We can create a data frame with Int
indexes for rows or columns by:
df2 = Frame.ofColumns [ ("first", firstSeries), ("second", secondSeries) ]
df3 = Frames.ofRows [ ("first", firstSeries), ("second", secondSeries)]
Also, we can specify our indexes for rows and columns by specifying
(rowKey, columnKey, value)
:
df4 = Frame.ofValues
[ ("Monday", "John", 1.0)
, ("Tuesday", "Joe", 2.1)
, ("Tuesday", "John", 4.0)
, ("Wednesday", "John", -5.4)
]
If your data types derive the Generic
type class you can create a
data frame from a list of those too:
data Price = Price
{ day :: Text
, quantity :: Float
} deriving (Generic)
instance Serialize Price
prices :: [Price]
prices =
[ Price "1-1-17" 10.0
, Price "2-1-17" 12.0
, Price "3-1-17" 13.0
]
df5 = Frame.ofRecords prices
Finally, we can also load a data frame from CSV.
msftCsv = Frame.readCsv "resources/MSFT.csv"
fbCsv = Frame.readCsv "resources/FB.csv"
The types are not inferred when loading like that, the user must specify them later.
msftOrd <- Frame.withFrame msftCsv $ do
Frame.indexRowsDate "Date"
Frame.sortRowsByKey
We can now get only the open and close prices, and add a new column.
msft <- Frame.withFrame msftOrd $ do
Frame.sliceColumns [ "Open", "Close" ]
openColumn <- Frame.getColumn "Open"
closeColumn <- Frame.getColumn "Close"
let differenceColumn = zipWith (-) openColumn closeColumn
Frame.addColumn "Difference" differenceColumn
We can do the same thing for Facebook:
fb <- Frame.withFrame fbCsv $ do
Frame.indexRowsDate "Date"
Frame.sortRowsByKey
Frame.sliceColumns [ "Open", "Close" ]
openColumn <- Frame.getColumn "Open"
closeColumn <- Frame.getColumn "Close"
let differenceColumn = zipWith (-) openColumn closeColumn
Frame.addColumn "Difference" differenceColumn
Let's create a single data frame that contains Microsoft and Facebook data.
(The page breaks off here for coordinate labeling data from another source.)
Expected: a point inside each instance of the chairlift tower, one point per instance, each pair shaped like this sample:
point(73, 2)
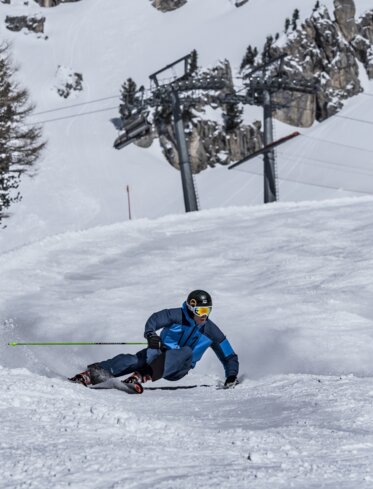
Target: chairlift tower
point(185, 90)
point(261, 86)
point(168, 95)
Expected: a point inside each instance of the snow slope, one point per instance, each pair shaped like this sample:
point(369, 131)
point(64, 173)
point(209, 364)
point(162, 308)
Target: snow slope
point(292, 290)
point(82, 180)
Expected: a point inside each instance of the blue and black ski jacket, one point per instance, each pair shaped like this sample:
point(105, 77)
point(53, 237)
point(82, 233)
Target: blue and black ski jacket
point(180, 329)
Before joining those data frames, we have to rename their columns so their names aren't duplicated.
let msftNames = ["MsftOpen", "MsftClose", "MsftDiff"]
msftRenamed <- Frame.withFrame msft $
Frame.indexColumnsWith msftNames
let fbNames = ["FbOpen", "FbClose", "FbDiff"]
fbRenamed <- Frame.withFrame fb $
Frame.indexColumnsWith fbNames
let joinedOut = Frame.withFrame msftRenamed $
Frame.outerJoin fbRenamed
let joinedIn = Frame.withFrame msftRenamed $
Frame.innerJoin fbRenamed
let val = Frame.getRow (Data.Time.Calendar.fromGregorian 2013 1 2) joinedIn
let val' = Frame.getRow (Data.Time.Calendar.fromGregorian 2013 1 2) joinedIn
& Series.get "FbOpen"
-- 'modifying' modifies the original 'Frame' instead of copying it
Frame.modifying joinedOut $ do
comparison <- Frame.mapRowValues $ \row ->
if (Series.get "msftOpen" row) > (Series.get "fbOpen" row)
then "MSFT"
else "FB"
Frame.addColumn "Comparison" comparison
We can now get the number of days when Microsoft stock prices were above Facebook and the other way round:
let msftCount = Frame.withFrame joinedOut $ do
Frames.getColumn "Comparison" (Series.as :: String)
>>= Series.filterValues (== "MSFT")
>>= Series.countValues
-- msftCount = 220
let fbCount = Frame.withFrame joinedOut $ do
Frames.getColumn "Comparison" (Series.as :: String)
>>= Series.filterValues (== "FB")
>>= Series.countValues
-- fbCount = 103
Group rows by month and year:
monthly <- Frames.withFrame joinedIn $
Frame.groupRowsUsing $ \(y,m,_) _ -> fromGregorian y m 1